I used to think my neighbors were crazy. Each year they would put up their Christmas tree and decorate it on Christmas Eve after their kids (all nine of them!) went to bed. They waited until the 24th for carols and Christmas cookies. I thought they were gluttons for punishment (with nine kids, it’s a safe assumption) or just quirky, but now I get the beauty in their waiting. Because the Christmas season doesn’t start on the day after Thanksgiving (or Halloween, if you are a retailer), it doesn’t start on December 1 and not even on the first day of Advent. The Feast of Christmas begins when Jesus is born. So I love the symbolism of holding off decorating—for just as Jesus’ birth brought light into a dark world, so the decked halls bring life and light into a winter home. Anticipating the beauty of the tree and all the other goodies of the holiday brings out the true meaning of Advent.
Does this mean my tree won’t be going up until Christmas Eve? Not on your life. My mood after untangling the lights then wrestling them onto our ten-foot tree is not exactly conducive to Christmas cheer. Besides, we go to a very “festive” open house after Christmas Eve Mass so I’m not sure we should be trusted with ladders and electrical connections after we got home!
But bringing out every decoration the second the last fork has dropped on Thanksgiving doesn’t feel right, either. Last week you wrote about needing Christmas joy after a rough year and I second that; the sights and sounds of the weeks leading up to Christmas hold an essential magic. After all, Mary took joy in Jesus before he arrived in the world, right? The feeling of goodwill that accompanies all the wonders of Christmastime (like Hallmark movies!) opens our hearts to love, just as Mary opened her heart to love with her yes. But her joy was tempered with a calm anticipation and wonder, so I’m going to try to embrace that spirit of Advent, the waiting, without rushing full-on into Christmas.
How can we enjoy the special joys of the coming weeks but keep true to the anticipation which is the heart of Advent? Here’s what I’m going to try:
Be gradual and intentional: I’m going to decorate gradually, slowing bringing the lights and the colors of Christmas into the house. Hubby’s favorite Patience Brewster reindeer are already out (he insisted) and of course the nativity. While the tree always comes into the house just about two weeks before Christmas (we get a real one), I’m going to take a cue from last year and not rush to decorate it. Through a combination of procrastination, flu season and general busy-ness, we arrived at December 22nd with a tree that was up and lit, but otherwise bare. I kind of liked it that way, a silent reminder that Christmas was coming, but not quite here yet. And when we did hang the ornaments, all the other craziness of the season had died down, so we could really be present with each other, taking the time to appreciate the memories in each bauble.
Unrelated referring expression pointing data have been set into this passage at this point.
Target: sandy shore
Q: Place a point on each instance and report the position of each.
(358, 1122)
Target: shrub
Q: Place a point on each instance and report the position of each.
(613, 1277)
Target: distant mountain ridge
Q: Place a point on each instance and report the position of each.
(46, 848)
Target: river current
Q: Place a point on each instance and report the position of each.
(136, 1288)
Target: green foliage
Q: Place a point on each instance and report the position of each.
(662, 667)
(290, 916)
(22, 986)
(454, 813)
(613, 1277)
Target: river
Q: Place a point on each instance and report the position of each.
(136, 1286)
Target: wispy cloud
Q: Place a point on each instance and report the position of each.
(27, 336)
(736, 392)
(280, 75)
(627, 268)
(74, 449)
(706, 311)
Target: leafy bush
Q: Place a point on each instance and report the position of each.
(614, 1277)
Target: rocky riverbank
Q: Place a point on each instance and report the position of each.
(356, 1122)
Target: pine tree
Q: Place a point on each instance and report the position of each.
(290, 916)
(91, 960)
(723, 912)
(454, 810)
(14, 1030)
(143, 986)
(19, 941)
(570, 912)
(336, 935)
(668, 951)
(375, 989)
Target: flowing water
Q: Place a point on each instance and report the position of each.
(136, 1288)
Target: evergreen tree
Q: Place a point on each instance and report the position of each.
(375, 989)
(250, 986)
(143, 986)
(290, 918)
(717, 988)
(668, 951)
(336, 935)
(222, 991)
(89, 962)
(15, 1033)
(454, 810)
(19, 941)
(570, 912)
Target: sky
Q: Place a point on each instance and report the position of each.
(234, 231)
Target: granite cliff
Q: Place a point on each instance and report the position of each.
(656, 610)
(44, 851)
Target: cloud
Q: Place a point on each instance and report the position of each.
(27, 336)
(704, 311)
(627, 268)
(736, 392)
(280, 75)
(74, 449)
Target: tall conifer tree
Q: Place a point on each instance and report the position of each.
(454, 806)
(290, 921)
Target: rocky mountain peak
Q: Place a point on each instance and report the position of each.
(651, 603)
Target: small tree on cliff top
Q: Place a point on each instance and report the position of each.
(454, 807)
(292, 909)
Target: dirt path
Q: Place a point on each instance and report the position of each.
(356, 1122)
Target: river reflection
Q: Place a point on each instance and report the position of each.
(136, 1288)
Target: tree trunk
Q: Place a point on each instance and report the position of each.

Approach holiday music a little differently. Instead of rushing headlong into Christmas carols on November-something, ask Alexa to play you some advent songs. Better yet, check out this playlist I made. We live in a culture that reinforces immediate gratification—did somebody say “same-day-Amazon-delivery”?—so immersing ourselves in the music of waiting, preparing, helps us embrace what we are waiting for, not just what we have to get done. (And this playlist is full of joy as well as reflection—from show tunes to Andrea Bocelli to Mumford and Sons, it’s got something for everyone! A little Advent gift to you!)
Celebrate the whole liturgical season. The Feast of Christmas ends on Epiphany (January 6); I know you and I agree that we should enjoy the tree, the decorations, until then. (I grew up in a theologically-challenged house that took down the tree on January 1—celebrating the Feast of the Holy Rose Bowl, perhaps?) So keep singing Christmas carols until the New Year. (Am I the only one disappointed when the stations go back to regular music on the 26th?) Spend some time after Christmas Day reflecting on the joy Mary must have felt those first special days with her newborn. Listen to the theologically-unsound but hauntingly beautiful “Mary Did you Know?” (I have a complicated relationship with that one.) As Epiphany approaches, move the Wise Men closer to the creche and hum a little “We Three Kings” before blessing your household on the last day of the Christmas season.
So keep Advent in your heart with prayer and reflection. Get to confession. But for all the rest of it, there is no “right” way. (Well, except for the tree/Epiphany thing. Don’t want to upset Lady Mary now, do we?) Put up the tree in November, belt out “Jingle Bells” on the day after Halloween if it brings you joy. Ignore the internet curmudgeons who insist that Catholic halls just can’t be decked until the O Antiphons (yep, that’s WAY into the Catholic weeds). Or embrace that beautiful symbolism and decorate on Christmas Eve. Because He’s coming, and we are full of joyful expectation for Him. That’s what matters.